For a database backup tool, this kind of recognition signals that both companies consider it part of the critical open-source infrastructure worth investing in.

How this will improve development

Being accepted into both programs gives Databasus access to better tools for two things that matter most in a backup tool: security and code quality.

Codex Security will add an extra layer of automated security checks over pull requests. For a project that handles database credentials, encryption keys and backup files, catching vulnerabilities before they reach production is critical. This comes on top of the existing CI/CD pipeline with tests and linting that already runs on every PR.

Access to stronger AI models from both Anthropic and OpenAI also means better assistance during development. Code review, vulnerability scanning, documentation cleanup and triage all get more capable tools behind them.

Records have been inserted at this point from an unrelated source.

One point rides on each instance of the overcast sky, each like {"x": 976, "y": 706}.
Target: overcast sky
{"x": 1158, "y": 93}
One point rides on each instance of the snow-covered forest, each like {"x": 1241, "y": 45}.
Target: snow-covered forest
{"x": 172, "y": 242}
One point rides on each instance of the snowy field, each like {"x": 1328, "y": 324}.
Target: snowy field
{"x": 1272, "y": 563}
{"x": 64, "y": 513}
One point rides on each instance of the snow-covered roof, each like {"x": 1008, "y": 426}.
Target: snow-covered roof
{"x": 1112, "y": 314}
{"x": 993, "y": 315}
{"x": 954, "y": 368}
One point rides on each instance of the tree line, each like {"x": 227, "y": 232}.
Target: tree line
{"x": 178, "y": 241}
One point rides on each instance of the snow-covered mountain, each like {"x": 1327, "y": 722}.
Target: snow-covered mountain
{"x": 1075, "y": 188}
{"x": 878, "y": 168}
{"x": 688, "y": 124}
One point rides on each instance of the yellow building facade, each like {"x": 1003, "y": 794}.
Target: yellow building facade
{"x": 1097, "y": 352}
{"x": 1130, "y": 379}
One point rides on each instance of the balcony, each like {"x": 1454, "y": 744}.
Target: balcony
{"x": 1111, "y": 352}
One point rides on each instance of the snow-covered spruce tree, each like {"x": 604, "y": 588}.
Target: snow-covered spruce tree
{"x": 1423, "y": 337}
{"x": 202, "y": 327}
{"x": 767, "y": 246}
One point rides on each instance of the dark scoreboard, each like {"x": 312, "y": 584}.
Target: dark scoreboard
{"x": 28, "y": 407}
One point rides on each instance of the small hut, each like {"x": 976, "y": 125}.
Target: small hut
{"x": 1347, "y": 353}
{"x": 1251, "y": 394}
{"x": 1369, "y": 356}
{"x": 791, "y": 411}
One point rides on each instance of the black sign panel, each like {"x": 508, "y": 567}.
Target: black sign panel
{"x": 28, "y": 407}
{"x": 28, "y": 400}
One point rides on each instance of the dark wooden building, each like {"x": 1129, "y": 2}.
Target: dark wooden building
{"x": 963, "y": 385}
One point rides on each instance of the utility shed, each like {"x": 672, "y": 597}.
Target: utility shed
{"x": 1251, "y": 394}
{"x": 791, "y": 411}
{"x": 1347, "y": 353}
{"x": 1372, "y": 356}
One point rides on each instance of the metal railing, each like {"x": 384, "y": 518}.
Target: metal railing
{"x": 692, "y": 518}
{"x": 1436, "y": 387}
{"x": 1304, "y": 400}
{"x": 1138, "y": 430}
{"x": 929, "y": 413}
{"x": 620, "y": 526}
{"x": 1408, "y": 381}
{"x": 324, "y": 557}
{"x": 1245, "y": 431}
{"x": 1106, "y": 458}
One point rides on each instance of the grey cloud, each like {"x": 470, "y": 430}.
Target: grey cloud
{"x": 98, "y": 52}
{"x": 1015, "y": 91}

How AI is used in Databasus development

Since Databasus deals with database security and production backups, it's fair to ask how these AI tools are actually used. The team has clear rules about AI usage. AI is a helper, not a code generator. Every change goes through human review regardless of whether AI assisted with it.

AI helps with code quality verification, vulnerability scanning, documentation cleanup and PR review
All code goes through line-by-line human review and vibe-coded PRs are rejected by default
The project maintains solid test coverage, CI/CD automation and verification by experienced developers

Tools from both programs will strengthen these existing workflows. The development approach stays the same.